I have said that it is not until the Nikolsky Maros, or Frost of St. Nicholas, that the sledges fly through the streets in all their glory. By that time the rich "boyars”” (as foreigners persist in styling the Russian noblemen of the present day) have arrived from their estates, and the poor peasants, who have long ceased to till the ground, and have now thrashed all the corn, begin to come in from theirs; for, humble and dependent as he may be, each peasant has nevertheless his own patch of land.

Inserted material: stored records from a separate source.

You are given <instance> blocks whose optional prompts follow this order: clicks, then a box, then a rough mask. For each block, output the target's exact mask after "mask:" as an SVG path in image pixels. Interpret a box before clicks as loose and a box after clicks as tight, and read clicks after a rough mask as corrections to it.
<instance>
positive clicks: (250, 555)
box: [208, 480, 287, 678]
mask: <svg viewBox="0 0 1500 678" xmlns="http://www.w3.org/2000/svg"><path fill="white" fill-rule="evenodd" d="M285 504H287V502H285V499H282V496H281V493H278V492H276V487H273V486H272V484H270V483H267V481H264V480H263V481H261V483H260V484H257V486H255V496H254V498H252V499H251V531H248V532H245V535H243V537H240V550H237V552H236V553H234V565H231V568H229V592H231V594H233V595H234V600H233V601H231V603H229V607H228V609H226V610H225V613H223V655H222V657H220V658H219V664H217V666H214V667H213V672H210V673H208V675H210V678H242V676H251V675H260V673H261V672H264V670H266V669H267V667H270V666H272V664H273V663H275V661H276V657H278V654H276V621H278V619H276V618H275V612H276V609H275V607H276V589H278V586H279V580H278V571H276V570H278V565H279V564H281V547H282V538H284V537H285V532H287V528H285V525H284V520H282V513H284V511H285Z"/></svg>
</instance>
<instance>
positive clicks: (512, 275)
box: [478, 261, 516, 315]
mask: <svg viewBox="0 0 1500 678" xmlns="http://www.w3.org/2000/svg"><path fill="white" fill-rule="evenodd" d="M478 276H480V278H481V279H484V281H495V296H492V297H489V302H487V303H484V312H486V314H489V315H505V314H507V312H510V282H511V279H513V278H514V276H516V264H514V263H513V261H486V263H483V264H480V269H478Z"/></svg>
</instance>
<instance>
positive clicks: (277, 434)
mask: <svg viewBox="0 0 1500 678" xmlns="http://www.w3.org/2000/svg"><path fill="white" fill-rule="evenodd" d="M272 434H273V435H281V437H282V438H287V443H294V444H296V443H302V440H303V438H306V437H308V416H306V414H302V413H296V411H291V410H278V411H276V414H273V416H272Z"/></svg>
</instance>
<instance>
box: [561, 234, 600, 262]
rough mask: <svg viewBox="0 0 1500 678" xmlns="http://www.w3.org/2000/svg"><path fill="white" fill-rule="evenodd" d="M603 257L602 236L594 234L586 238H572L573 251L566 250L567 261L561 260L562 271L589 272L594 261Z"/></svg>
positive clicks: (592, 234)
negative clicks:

For the former are the elegant sledges of polished nutwood, with rugs of soft thick fur to protect the legs of the occupants; whose drivers, in their green caftans fastened round the waist with red sashes, and in their square thickly-wadded caps of crimson velvet, like sofa-cushions, urge on the prodigiously fast trotting horses, at the same time throwing themselves back in their seats with outstretched arms and tightened reins, as though the animals were madly endeavouring to escape from their control. The latter bring with them certain strongly-made wooden boxes, with a seat at the back for two passengers and a perch in front for a driver. These boxes are put upon rails, and called sledges. The bottom of each box (or sledge) is plentifully strewn with hay, which after a few days becomes converted, by means of snow and dirty goloshes, into something very like manure. The driver is immediately in front of you, with his brass badge hanging on his back like the label on a box of sardines. He wears a sheepskin; but it is notorious that after ten years' wear the sheepskin loses its odour, besides which it is winter, so that your sense of smell has really nothing to fear. The one thing necessary is to keep your legs to yourself, or at all events not to obtrude them beneath the perch of the driver, or you will run

• It would be equally correct to speak of the English nobility of the present day as "the barons."